Universities are still reeling from the #FeesMustFall campaign. Debates continue over how institutions can make up the budget shortfall created by fees not being increased and repairs to damaged property and how to change the culture of destruction and violence that accompanies such protests.
The developments of the past months have sharpened the focus on systemic changes and critical reflection required in higher education. These include not only access to and the distribution of financial resources but also the constructive roles that universities should play to equip students to better manage their finances and to prepare them for productive lives in complex social and professional environments.
South Africa is blessed with a large youth population, many of whom are enrolled in secondary or tertiary education. The public higher education institutions alone have about 900 000 students, according to an estimate by the Centre for Higher Education.

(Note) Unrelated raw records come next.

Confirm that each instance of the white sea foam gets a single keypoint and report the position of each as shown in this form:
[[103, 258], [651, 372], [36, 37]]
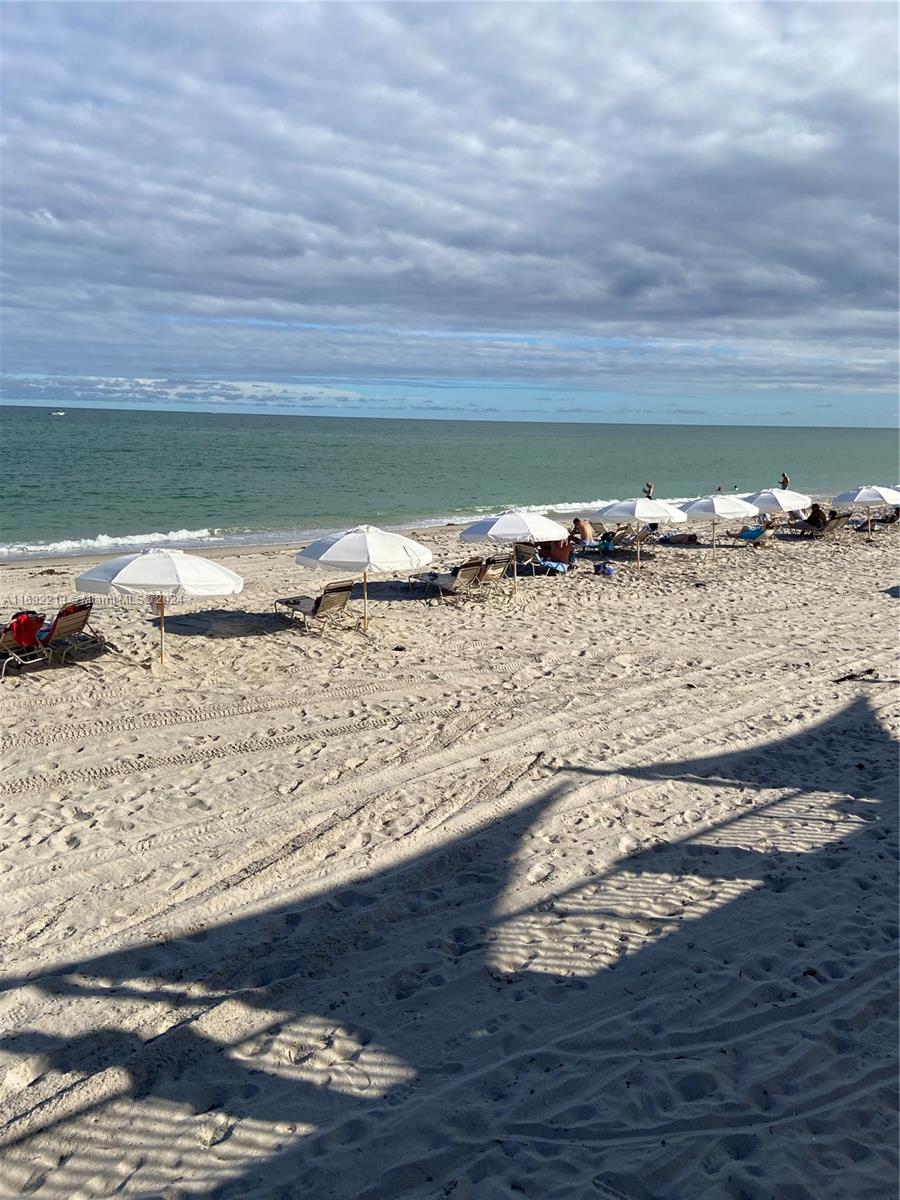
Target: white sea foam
[[199, 538], [109, 541]]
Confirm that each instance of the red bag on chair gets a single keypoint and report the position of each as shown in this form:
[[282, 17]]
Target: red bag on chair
[[24, 627]]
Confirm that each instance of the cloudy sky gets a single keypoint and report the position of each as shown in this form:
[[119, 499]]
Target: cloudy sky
[[589, 211]]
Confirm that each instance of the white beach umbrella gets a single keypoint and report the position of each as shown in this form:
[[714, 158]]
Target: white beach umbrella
[[719, 508], [511, 527], [365, 551], [515, 526], [779, 499], [162, 575], [641, 509], [868, 496]]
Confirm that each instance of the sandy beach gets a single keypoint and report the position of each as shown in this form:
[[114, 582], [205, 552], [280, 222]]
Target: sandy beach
[[588, 894]]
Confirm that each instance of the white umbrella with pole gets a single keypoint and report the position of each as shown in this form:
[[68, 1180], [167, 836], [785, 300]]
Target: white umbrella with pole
[[779, 499], [161, 575], [868, 496], [514, 526], [641, 509], [365, 551], [719, 508]]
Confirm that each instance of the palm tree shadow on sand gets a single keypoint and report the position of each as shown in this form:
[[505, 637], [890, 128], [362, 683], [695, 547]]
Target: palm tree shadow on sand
[[712, 1017]]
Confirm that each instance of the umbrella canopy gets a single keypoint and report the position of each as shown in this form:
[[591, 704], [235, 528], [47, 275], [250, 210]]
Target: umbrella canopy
[[168, 573], [161, 574], [641, 509], [515, 526], [779, 499], [869, 496], [364, 551], [718, 508]]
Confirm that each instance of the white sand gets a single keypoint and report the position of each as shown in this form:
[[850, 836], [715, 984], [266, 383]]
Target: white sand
[[593, 895]]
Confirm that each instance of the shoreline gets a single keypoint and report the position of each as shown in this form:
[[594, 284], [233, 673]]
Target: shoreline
[[424, 527]]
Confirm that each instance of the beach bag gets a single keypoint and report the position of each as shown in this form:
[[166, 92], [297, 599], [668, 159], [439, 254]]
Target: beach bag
[[24, 627]]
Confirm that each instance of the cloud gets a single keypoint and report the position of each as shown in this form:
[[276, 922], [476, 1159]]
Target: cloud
[[642, 197]]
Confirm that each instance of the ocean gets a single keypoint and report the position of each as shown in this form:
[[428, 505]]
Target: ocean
[[97, 480]]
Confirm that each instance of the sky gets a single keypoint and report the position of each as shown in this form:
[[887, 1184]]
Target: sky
[[678, 213]]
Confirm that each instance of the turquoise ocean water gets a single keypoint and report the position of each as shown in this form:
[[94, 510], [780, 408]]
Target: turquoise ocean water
[[107, 479]]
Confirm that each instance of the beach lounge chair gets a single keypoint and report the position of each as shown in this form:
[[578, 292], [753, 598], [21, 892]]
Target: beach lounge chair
[[70, 631], [15, 654], [833, 527], [492, 575], [529, 561], [328, 609], [451, 585], [756, 537]]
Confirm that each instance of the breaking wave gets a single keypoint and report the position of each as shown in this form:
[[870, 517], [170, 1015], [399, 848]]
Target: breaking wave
[[112, 541]]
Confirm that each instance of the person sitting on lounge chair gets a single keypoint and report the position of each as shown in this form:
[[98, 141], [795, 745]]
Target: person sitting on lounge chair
[[749, 533], [557, 551], [817, 517], [582, 532], [678, 539]]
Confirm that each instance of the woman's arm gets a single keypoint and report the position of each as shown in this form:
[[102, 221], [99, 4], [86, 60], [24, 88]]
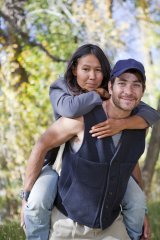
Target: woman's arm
[[144, 117], [67, 105]]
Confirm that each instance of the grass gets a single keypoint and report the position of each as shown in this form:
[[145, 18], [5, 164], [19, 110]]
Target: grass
[[13, 231]]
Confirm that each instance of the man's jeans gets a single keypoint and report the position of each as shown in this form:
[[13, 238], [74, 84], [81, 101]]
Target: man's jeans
[[40, 203], [133, 209]]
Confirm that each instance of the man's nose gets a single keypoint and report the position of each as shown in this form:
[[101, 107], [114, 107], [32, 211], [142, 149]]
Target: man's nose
[[128, 89]]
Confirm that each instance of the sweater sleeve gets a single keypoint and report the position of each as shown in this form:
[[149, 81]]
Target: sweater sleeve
[[67, 105], [149, 114]]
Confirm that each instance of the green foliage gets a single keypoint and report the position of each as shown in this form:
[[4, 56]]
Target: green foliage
[[26, 72]]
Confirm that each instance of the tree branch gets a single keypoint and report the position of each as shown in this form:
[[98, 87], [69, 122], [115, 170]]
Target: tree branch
[[26, 38]]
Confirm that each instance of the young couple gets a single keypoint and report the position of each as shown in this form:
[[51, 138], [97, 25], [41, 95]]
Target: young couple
[[98, 196]]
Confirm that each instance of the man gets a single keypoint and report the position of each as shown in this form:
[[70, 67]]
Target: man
[[92, 183]]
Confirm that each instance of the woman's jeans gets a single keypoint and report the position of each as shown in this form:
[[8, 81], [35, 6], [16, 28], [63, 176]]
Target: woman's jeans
[[37, 213]]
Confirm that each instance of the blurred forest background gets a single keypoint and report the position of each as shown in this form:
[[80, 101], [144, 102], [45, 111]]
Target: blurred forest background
[[36, 40]]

This doesn’t include students in private institutions. This demographic dividend has an unrealised economic and social value, but if it is not nurtured and developed it will be at the nation’s peril.

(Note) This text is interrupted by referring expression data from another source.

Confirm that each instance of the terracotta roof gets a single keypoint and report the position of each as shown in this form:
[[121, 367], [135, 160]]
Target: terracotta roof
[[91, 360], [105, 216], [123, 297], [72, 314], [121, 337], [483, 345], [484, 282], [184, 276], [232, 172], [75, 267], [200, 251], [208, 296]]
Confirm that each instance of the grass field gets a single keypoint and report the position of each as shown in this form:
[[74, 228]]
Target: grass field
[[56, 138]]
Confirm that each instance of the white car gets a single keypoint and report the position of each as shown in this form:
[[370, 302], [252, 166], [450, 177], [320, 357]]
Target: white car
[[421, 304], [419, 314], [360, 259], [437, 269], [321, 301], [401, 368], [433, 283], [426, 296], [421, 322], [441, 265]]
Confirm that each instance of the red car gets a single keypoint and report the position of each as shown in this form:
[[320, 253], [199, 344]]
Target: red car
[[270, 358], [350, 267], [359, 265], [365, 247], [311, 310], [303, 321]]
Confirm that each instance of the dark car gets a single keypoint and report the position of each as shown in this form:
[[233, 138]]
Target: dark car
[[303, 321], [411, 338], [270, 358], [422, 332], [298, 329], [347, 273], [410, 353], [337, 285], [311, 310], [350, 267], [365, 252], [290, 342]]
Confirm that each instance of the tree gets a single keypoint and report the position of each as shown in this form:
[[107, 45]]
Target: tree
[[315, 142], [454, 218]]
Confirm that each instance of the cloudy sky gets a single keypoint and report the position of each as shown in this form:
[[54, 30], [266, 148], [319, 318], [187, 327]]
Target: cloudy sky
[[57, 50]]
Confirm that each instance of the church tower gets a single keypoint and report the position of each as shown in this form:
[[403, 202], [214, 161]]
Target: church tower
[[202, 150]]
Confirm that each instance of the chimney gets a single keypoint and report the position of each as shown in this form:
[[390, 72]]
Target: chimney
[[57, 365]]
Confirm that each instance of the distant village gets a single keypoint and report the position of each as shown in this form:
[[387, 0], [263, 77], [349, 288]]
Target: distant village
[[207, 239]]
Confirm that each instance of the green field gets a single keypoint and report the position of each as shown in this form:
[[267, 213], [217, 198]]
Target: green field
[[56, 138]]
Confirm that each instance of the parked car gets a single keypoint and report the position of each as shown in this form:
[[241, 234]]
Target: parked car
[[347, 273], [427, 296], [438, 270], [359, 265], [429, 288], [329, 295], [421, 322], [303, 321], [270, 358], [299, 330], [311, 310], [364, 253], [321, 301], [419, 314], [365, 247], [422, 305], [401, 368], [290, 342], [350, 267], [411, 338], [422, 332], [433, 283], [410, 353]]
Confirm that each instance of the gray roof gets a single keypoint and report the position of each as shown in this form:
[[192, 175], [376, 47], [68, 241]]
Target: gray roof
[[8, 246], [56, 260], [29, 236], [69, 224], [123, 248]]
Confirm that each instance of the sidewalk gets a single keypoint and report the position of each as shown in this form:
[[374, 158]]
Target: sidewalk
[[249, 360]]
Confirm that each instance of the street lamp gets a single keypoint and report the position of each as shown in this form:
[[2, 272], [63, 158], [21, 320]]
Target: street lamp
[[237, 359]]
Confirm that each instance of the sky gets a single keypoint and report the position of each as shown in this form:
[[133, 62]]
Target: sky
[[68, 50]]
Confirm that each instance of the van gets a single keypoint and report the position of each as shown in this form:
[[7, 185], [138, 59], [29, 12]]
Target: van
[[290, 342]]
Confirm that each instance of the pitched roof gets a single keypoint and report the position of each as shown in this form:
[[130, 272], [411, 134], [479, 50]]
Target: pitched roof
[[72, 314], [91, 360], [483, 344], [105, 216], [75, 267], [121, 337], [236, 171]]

If we can instil the right skills, change obstructive thinking and encourage appropriate business and social support, the socioeconomic benefits will be a more prosperous and caring nation.
One of the key triggers of the #FeesMustFall campaign was a shortage of funds. The cost of higher education also needs to be addressed at institutional and national government level.
But the youth should also shoulder some of the responsibility and take ownership of their destinies.
Many do suffer dire poverty, but others have significant spending power. The disposable income of this group is about R120-billion a year, according to HDI Youth Marketeers.
Among them the biggest problem is undisciplined consumption and spending patterns. Wasteful expenditure on entertainment, gadgets, cosmetics, branded clothing and fast foods are but some of the areas that require redress and where parents and schools can intervene.
Appreciating the value of money and learning how to manage it leads to the understanding that it can be increased and its value enhanced.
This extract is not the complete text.